Doch trotz der projizierten Einigkeit gibt es in der europäischen Gemeinschaft Risse.
So steht Großbritannien beispielsweise der Europäischen Menschenrechtskonvention des Europarats ablehnend gegenüber, die ein Hindernis für seine Pläne darstellt, die irreguläre Ankunft von Asylbewerbern einzudämmen, indem es sie nach Ruanda abschiebt oder in europäische Transitländer zurückschickt.
Die Konvention wird durch den Europäischen Gerichtshof für Menschenrechte gestützt, der bereits Urteile gefällt hat, die Großbritanniens Bemühungen in dieser Richtung vereitelt haben.
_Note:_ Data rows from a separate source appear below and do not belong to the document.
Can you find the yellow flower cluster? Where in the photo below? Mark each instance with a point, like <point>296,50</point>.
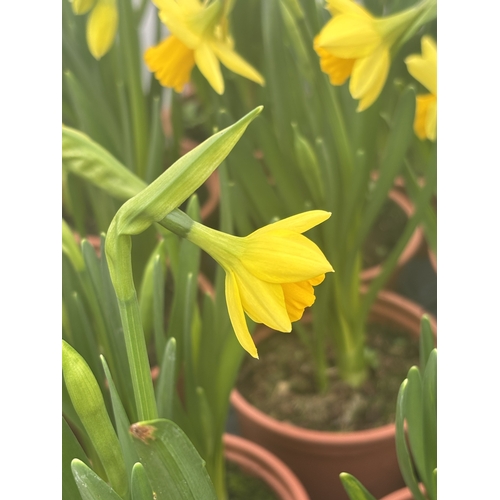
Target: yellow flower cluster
<point>358,45</point>
<point>270,274</point>
<point>424,69</point>
<point>101,24</point>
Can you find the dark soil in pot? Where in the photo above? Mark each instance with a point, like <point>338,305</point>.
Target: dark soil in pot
<point>282,384</point>
<point>241,486</point>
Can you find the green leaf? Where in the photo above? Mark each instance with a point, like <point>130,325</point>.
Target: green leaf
<point>70,449</point>
<point>402,451</point>
<point>426,341</point>
<point>148,284</point>
<point>141,489</point>
<point>174,467</point>
<point>89,404</point>
<point>90,485</point>
<point>354,488</point>
<point>413,413</point>
<point>429,402</point>
<point>399,139</point>
<point>122,423</point>
<point>177,183</point>
<point>166,382</point>
<point>89,160</point>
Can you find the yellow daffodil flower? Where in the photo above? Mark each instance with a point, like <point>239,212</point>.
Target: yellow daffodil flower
<point>199,35</point>
<point>356,44</point>
<point>424,69</point>
<point>101,24</point>
<point>270,274</point>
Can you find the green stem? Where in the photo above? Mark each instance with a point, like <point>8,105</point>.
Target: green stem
<point>138,358</point>
<point>131,60</point>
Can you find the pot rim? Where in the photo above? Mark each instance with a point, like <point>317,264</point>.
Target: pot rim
<point>271,469</point>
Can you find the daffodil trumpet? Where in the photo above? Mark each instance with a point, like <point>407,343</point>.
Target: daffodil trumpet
<point>424,69</point>
<point>199,35</point>
<point>357,45</point>
<point>270,274</point>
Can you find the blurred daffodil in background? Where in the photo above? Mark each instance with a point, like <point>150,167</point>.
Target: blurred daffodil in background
<point>424,69</point>
<point>270,274</point>
<point>198,35</point>
<point>356,44</point>
<point>101,24</point>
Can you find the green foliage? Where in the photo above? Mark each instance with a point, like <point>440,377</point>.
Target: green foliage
<point>416,427</point>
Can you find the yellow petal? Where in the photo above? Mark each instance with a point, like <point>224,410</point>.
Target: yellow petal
<point>424,124</point>
<point>171,62</point>
<point>298,296</point>
<point>283,257</point>
<point>236,63</point>
<point>209,66</point>
<point>424,68</point>
<point>368,77</point>
<point>299,223</point>
<point>431,122</point>
<point>349,36</point>
<point>263,302</point>
<point>237,316</point>
<point>101,27</point>
<point>337,69</point>
<point>82,6</point>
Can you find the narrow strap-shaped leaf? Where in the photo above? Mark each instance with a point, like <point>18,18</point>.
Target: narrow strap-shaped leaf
<point>354,487</point>
<point>141,489</point>
<point>426,342</point>
<point>429,402</point>
<point>131,61</point>
<point>166,382</point>
<point>88,120</point>
<point>71,449</point>
<point>174,467</point>
<point>90,485</point>
<point>89,160</point>
<point>122,423</point>
<point>413,412</point>
<point>403,454</point>
<point>89,405</point>
<point>159,270</point>
<point>156,149</point>
<point>178,182</point>
<point>146,294</point>
<point>399,139</point>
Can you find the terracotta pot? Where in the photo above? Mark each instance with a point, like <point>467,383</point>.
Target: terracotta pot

Sunak sagte bei seiner Ankunft, er dränge auf eine Reform dieses Gerichts als Teil einer Strategie, um zu verhindern, dass kleine Boote mit Flüchtlingen Großbritannien erreichen, nachdem sie Frankreich passiert haben.
"Wir werden alles tun, was wir können, um das zu erreichen. Ich werde nicht ruhen, bis wir die Boote stoppen können, und deshalb bin ich hier", sagte Sunak.
Das Treffen der Staats- und Regierungschefs ist auch ein wichtiger Moment für die Staats- und Regierungschefs der europäischen Schwergewichte Deutschland, Frankreich, Italien und Großbritannien, die sich vor dem am Freitag beginnenden G7-Gipfel in Japan treffen.